Although the biggest news in Hepatitis C (HCV) / HIV coinfection continues to be direct acting antiretrovirals (DAA), discussions at the 19th International AIDS Conference went beyond the benefits of such drugs and started discussing some of the barriers to their use.
At a panel on the evolving landscape of co-infection, Gregory Dore got people thinking about the epidemiology of co-infection in high-risk communities. He pointed out that while only a relatively small number of HIV infected men who have sex with men (MSM) are co-infected with HCV; the opposite is true in injection drug users (IDU). Most of them have HCV but not HIV, and almost all HIV infected IDU have hepatitis.
That potentially presents a major treatment problem since IDU are not the most compliant patients when taking medication. And, as Dr. Dore pointed out, “without effective HIV management, including adherence to antiretroviral therapy, consideration of HCV treatment is problematic… If you can’t maintain or restore immune function, related to effective antiretroviral therapy, trying to address hepatitis C really shouldn’t be the primary focus.”

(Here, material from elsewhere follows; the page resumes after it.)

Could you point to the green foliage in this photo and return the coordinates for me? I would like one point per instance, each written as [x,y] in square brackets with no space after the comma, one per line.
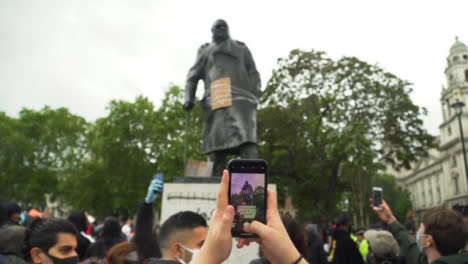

Furthermore he, and the other scientists on the panel, made the point that while Boceprevir and Telaprevir are exciting, it may be too soon to go about treating every co-infected patients. While interferon based treatments are still a necessary component of HCV therapy, it may make far more sense to continue to treat HCV as a liver disease rather than as a chronic infection. That means focusing therapy on individuals who have cirrhosis, and whose liver function is at risk, rather than trying to eradicate the virus in all patients just because it might be possible.
Although it may seem strange to have a potential cure for HCV and not use it, Dr. Susanna Naggie pointed out that while treatment responses in the DAA era are substantially higher than they were before such drugs were available, so are adverse events. In addition, current regimens are highly complex. Therefore, while they remain healthy, many patients may be better off living with chronic HCV until treatment becomes easier and more affordable.
As for assessing which patients should be fast-tracked for treatment, Dr. Dore made an eloquent case for the approval of Fibroscan as a screening technology in the U.S. As good at determining liver prognosis as biopsy, the Fibroscan machine is non-invasive and easier to use. That makes it a practical tool for screening the liver health of IDU in community clinics – something which biopsy often is not. It may also make it more practical to perform regular monitoring, with a frequency that would not be acceptable to patients with an invasive test.
Treating and monitoring HCV/HIV coinfection is important, but it would be even better if it could be prevented entirely. Scientists working on an HCV vaccine know that, in theory at least, their goal should be far easier to accomplish than that of scientists working on a vaccine for HIV. After all, 20 to 30 percent of people infected with HCV manage to clear the infection on their own. “That’s really important,” says Georg Lauer, a scientist from Massachusetts General, “because it tells us that, in contrast to HIV, complete control and eradication of this virus is actually possible, and so some sort of immune prevention is a real possibility.”
His group recently completed an early trial of a novel HCV vaccine in healthy volunteers. The initial data appeared promising. Not only did everyone respond to vaccination, but poly-functional T-cells were activated. That provided some hope that they might provide a real defense against the virus. However, it’s too soon to tell. Hopefully their next trial, a test of the vaccine in people who are actually at risk of HCV, will give a clearer idea of the efficacy of the immune response.
All in all, 2012 is an exciting time for HCV research. Although there are still barriers to treatment – financial, regulatory, and otherwise – it is becoming clear that over the next few years it will become possible to help just about everyone who is seriously impacted by the virus. At that point, HCV coinfection may stop being a barrier of its own – a roadblock in the fight against HIV.